Bees play a key role in Fairmont Hotels & Resorts’ environmental stewardship initiatives.
Acquired by Accor in 2016, Fairmont has been committed to proactively protecting local environments through its award-winning Fairmont Sustainability Program—now part of Accor’s Planet21 program—for three decades. Its approach to environmental sustainability combines leading operational efforts aimed at reducing overall impact on the planet with forward-thinking programs promoting responsible tourism.
Currently, Bee Sustainable programs at Fairmont locations worldwide have more than 20 honeybee apiaries and over 20 wild pollinator bee hotels. Here’s the buzz about bees at four properties in Canada.
Fairmont Waterfront (British Columbia)
Vancouver, B.C.’s Fairmont Waterfront partnered with Hives for Humanity to introduce mason bees to the hotel’s garden as part of the larger Pollinator Corridor Project, which aims to build up local bee populations across the city’s green spaces. Mason bees are super pollinators that live in tiny tubes. While they don’t produce honey, they are an integral part of the ecosystem. In addition to the Pollinator Corridor Project, the hotel’s partnership with Hives for Humanity has allowed for the creation of Bee Space—a permanent and covered location that allows Hives for Humanity to continue their community program throughout the winter months.
Fairmont Waterfront was the first Fairmont to host bees in its rooftop garden—the “Bee & Bee” Pollinator hotel. The property went virtual with its bee video series: Fairmont Waterfront’s Buzz on Bees. The Fairmont Waterfront also has a “bee team” who do daily tours in the summer months. The property’s “bee butler” is shown above.
Fairmont Chateau Whistler (British Columbia)
Fairmont Chateau Whistler has partnered with Pollinator Partnership, a leader in the protection and promotion of pollinators and their ecosystems for more than 20 years. This summer the property will be a hive of activity with Chef Isabel Chung’s edible garden in bloom, a Bee & B Hotel welcoming weary travelers, and an outdoor pop-up restaurant serving a locally-inspired BBQ menu. The Wild Bees help pollinate the garden that supplies fresh herbs and flowers for hotel menus and cocktails. After a hard day of pollinating, the busy bees can retreat to the hotel’s bee sanctuary for food, hydration and safe lodging. Guests can take a self-guided tour of the gardens and Bee hotel aided by educational signage.

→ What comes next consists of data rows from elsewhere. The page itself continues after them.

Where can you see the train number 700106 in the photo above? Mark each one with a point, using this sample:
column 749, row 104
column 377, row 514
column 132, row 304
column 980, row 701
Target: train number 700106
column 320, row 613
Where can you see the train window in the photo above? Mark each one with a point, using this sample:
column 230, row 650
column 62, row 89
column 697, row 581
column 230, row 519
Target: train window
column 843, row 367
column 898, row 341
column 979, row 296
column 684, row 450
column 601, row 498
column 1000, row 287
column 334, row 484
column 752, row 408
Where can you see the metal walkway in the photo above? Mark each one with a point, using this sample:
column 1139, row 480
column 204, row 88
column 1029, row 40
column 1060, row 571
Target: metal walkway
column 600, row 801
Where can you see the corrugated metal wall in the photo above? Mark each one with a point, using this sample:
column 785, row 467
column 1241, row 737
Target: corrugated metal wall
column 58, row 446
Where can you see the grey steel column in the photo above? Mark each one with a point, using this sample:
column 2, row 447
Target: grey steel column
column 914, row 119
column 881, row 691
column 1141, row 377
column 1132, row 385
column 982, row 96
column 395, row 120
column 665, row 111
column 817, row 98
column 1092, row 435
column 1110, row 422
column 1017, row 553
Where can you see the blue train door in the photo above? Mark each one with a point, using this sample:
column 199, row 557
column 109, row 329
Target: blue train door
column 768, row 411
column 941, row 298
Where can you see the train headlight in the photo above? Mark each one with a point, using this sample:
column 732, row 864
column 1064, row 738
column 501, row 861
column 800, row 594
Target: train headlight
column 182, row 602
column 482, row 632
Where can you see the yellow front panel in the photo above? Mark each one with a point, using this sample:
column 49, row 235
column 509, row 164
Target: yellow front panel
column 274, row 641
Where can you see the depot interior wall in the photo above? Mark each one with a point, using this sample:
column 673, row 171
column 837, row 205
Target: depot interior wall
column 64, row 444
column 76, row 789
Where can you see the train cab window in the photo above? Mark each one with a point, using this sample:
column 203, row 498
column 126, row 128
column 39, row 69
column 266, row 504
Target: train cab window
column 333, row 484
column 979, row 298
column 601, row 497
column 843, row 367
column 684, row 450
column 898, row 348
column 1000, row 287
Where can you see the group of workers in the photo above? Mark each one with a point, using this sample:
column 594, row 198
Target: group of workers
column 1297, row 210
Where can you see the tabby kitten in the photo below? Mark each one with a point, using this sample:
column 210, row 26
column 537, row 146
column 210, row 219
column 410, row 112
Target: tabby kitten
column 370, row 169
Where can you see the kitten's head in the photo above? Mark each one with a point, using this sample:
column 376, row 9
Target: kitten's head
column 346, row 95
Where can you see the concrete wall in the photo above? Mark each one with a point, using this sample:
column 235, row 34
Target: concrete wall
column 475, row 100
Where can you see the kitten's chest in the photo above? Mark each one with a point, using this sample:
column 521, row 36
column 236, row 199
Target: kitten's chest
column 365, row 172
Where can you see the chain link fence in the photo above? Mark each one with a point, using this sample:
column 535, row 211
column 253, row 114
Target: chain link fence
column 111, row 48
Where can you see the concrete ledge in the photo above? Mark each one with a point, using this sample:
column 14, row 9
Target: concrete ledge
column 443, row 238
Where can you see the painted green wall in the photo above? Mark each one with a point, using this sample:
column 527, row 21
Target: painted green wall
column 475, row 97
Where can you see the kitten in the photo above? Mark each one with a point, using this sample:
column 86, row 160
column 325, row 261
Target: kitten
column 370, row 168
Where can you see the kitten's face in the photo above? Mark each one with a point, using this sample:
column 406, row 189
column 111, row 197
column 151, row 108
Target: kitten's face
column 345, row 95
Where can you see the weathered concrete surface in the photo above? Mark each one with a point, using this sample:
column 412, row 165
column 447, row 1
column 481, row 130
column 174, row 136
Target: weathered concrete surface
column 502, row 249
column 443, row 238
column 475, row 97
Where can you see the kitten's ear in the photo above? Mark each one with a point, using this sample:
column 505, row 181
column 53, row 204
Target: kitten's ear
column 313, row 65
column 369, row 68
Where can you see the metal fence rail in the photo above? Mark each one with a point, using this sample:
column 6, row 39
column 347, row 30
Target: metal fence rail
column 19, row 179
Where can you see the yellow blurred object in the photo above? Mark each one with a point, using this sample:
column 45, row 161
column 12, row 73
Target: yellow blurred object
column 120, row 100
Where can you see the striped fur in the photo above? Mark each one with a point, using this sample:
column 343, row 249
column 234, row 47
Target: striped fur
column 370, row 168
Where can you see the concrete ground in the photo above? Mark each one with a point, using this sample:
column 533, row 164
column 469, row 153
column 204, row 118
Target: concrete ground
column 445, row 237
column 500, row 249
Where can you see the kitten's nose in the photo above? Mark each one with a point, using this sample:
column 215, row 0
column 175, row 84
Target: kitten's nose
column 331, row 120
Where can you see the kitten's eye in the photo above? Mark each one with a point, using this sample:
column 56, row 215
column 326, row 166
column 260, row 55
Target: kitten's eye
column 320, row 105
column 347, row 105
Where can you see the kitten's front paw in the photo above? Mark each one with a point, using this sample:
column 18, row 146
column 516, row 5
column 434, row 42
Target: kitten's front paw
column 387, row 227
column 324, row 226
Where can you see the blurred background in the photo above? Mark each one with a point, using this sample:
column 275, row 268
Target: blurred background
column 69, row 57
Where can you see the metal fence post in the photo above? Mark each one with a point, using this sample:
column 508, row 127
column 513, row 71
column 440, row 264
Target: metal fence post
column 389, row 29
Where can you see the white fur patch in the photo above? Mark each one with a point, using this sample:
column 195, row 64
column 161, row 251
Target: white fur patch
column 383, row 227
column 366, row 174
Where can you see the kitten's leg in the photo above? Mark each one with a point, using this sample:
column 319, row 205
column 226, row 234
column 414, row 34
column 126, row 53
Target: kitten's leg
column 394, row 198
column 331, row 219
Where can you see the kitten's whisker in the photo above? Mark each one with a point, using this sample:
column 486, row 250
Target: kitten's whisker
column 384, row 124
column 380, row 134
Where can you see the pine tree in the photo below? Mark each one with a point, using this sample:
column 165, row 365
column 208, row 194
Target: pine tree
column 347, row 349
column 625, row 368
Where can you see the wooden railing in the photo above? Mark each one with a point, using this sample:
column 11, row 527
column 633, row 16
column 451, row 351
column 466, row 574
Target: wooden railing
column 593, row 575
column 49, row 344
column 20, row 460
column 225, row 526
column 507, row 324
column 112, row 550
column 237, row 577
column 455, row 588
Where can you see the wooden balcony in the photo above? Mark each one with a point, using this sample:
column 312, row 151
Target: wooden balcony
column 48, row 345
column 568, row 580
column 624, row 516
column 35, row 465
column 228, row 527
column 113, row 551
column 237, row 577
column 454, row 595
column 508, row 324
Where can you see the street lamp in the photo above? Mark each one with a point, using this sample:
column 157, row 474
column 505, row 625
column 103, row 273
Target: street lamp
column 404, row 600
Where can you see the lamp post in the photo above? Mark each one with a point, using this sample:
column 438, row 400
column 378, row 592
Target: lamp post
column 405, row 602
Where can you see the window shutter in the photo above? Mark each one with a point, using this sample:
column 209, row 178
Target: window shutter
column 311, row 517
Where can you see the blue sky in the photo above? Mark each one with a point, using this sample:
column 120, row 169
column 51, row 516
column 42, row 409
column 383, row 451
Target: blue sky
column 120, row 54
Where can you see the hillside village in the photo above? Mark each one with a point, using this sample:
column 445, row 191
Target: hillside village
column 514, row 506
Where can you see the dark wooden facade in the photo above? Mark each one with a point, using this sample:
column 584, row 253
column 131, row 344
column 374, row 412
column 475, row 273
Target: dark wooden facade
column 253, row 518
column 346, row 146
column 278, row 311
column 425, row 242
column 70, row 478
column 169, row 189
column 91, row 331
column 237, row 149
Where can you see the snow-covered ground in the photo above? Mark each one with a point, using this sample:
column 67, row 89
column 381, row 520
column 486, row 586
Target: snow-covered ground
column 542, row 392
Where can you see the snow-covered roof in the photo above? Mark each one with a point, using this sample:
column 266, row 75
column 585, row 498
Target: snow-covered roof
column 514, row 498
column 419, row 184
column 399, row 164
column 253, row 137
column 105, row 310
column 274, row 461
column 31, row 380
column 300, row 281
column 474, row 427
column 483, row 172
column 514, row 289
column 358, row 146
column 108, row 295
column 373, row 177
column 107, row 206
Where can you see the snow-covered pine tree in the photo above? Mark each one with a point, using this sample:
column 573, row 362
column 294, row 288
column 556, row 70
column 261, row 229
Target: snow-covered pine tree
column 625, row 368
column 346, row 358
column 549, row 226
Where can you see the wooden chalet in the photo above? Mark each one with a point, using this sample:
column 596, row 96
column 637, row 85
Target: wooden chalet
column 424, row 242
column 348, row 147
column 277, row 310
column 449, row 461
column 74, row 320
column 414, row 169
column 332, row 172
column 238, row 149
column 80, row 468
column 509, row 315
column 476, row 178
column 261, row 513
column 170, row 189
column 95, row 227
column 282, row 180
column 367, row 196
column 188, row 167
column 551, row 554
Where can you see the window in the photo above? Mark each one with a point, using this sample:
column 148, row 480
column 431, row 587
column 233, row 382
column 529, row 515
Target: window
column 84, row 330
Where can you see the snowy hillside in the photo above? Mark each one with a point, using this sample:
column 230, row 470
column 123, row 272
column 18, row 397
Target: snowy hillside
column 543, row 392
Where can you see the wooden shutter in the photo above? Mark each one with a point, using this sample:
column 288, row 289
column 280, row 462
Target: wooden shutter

Fairmont Le Château Montebello (Quebec)
Located in the heart of Quebec woodlands, Fairmont Le Château Montebello has worked with the David Suzuki Foundation to plant milkweed plants for Monarch Butterflies to pollinate, and with the local elementary school to create a butterfly garden with nourishing flowers and educational signage. The hotel has also partnered with Kenauk Nature to set up two honey bee apiaries that support the important process of pollination. Kenauk Nature’s beekeeper carefully tends to the apiaries throughout the season, making sure all 130,000 bees remain happy and healthy. Once the honey is harvested, the hotel’s chefs incorporate the honey in different recipes and desserts.
Fairmont Le Château Frontenac (Quebec)
Recognizing the critical role bees play in pollination and food supply, Quebec City’s Fairmont Le Château Frontenac installed honeybee apiaries on its roof. The hotel’s four beehives welcome 70,000 bees, which produce up to 650 pounds of honey per year. Harvested twice a year, the honey is used in the hotel’s kitchens, as well as in its cocktails. In order to improve the environmental sustainability of its daily operations, Fairmont Le Château Frontenac is also proud to be the first historic hotel in Canada to achieve carbon neutrality in 2020, thanks to a partnership with Laval University.